NICHOLAS J. BUA, UNITED STATES DISTRICT JUDGE
Pursuant to Fed. R. Crim. P. 35(a), defendant Larry DeJohnette has filed a motion for correction of illegal sentence. DeJohnette attacks the legality of the sentence imposed by this court on August 14, 1985. Rule 35(a), as applied to offenses committed prior to November 1, 1987, authorizes a district court to correct an illegal sentence "at any time."

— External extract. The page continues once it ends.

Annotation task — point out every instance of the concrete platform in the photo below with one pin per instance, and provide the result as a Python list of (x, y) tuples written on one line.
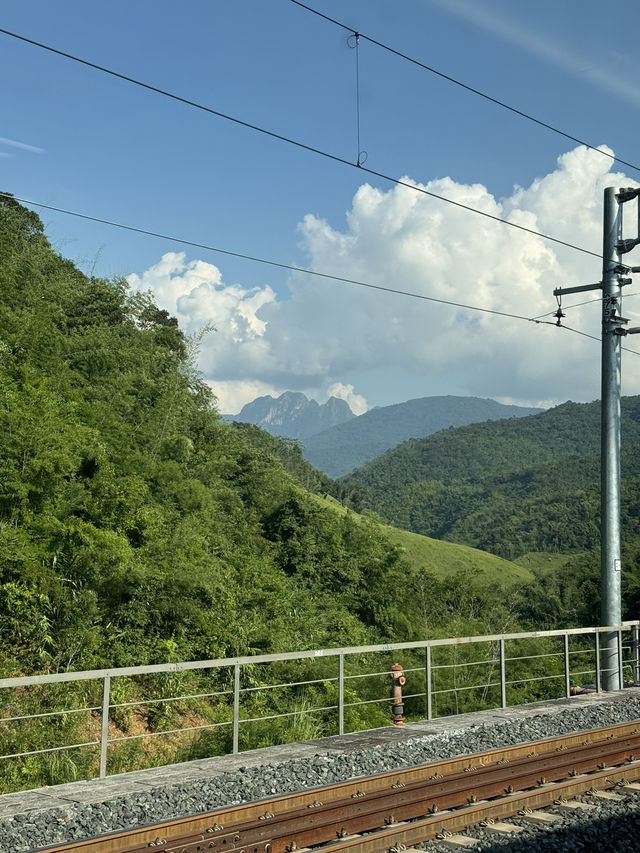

The sentence at issue stems from DeJohnette's 1985 drug conviction. Specifically, DeJohnette was convicted of conspiring to distribute cocaine, in violation of 21 U.S.C. § 846. DeJohnette was also convicted of distributing 1/4 ounce of cocaine, in violation of 21 U.S.C. § 841(a)(1). With respect to the § 841(a)(1) violation, the court sentenced DeJohnette to a two-year term of imprisonment and a six-year term of special parole. The court suspended the imposition of sentence on the conspiracy offense.
By March 14, 1987, DeJohnette had completed his term of imprisonment and began serving his special parole term. On November 5, 1990, while still on parole, DeJohnette was arrested for allegedly committing several offenses, including aggravated assault, possession of cocaine, and unauthorized possession of a firearm. Facing parole revocation, DeJohnette now argues that this court did not have the authority to impose a special parole term in the first place.
In assessing the validity of DeJohnette's argument, the court must look to 21 U.S.C. § 841(b), which specifies the appropriate penalties for violations of § 841(a). Over the course of the past decade, § 841(b) has endured a great deal of legislative activity. The relevant amendments to § 841(b) are summarized by the cases cited in the government's thorough and well-reasoned brief. See United States v. Ferryman, 897 F.2d 584, 586-87 (1st Cir.), cert. denied, 498 U.S. 830, 112 L. Ed. 2d 62, 111 S. Ct. 90 (1990); United States v. Garcia, 879 F.2d 803, 804 (10th Cir. 1989); United States v. De Los Reyes, 842 F.2d 755, 757 (5th Cir. 1988). Section 841(b) initially provided for a mandatory special parole term to follow every term of imprisonment imposed in connection with cocaine offenses. 21 U.S.C. § 841(b)(1)(A) (1981); see also Ferryman, 897 F.2d at 586; Garcia, 879 F.2d at 804. As of October 12, 1984, however, special parole was no longer an available penalty for large-scale drug transactions involving, for example, one or more kilograms of cocaine. Ferryman, 897 F.2d at 586 (citing Comprehensive Crime Control Act of 1984, Pub. L. No. 98-473, § 502, 98 Stat. 1837); United States v. Sanchez, 687 F. Supp. 1254, 1256 (N.D. Ill. 1988). DeJohnette's drug transaction, which involved less than one kilogram, fell within the category of offenses that remained eligible for a term of special parole. Although special parole was ultimately deleted as a penalty under § 841(b), that change did not take effect until November 1, 1987. Ferryman, 897 F.2d at 586; Garcia, 879 F.2d at 804; De Los Reyes, 842 F.2d at 757. For defendants such as DeJohnette, whose criminal conduct occurred prior to that date, a term of special parole was not only an available penalty, it was mandatory. Garcia, 879 F.2d at 805. Therefore, DeJohnette's special parole term is not an illegal sentence.
In his motion for correction of sentence, DeJohnette also objects to being detained at the Metropolitan Correctional Center, where he is currently incarcerated pending the disposition of parole revocation proceedings. DeJohnette contends that he is being held in violation of his constitutional rights. DeJohnette's challenge to his detention, however, is not properly before the court at this time. As the government correctly points out, a Rule 35 motion is not the proper vehicle for asserting such a challenge. DeJohnette may use Rule 35 only to attack the legality of the previously imposed sentence. If DeJohnette wishes to contest the legality of his current confinement, a habeas corpus proceeding would provide a more appropriate avenue for relief.
Accordingly, DeJohnette's motion for correction of illegal sentence is denied.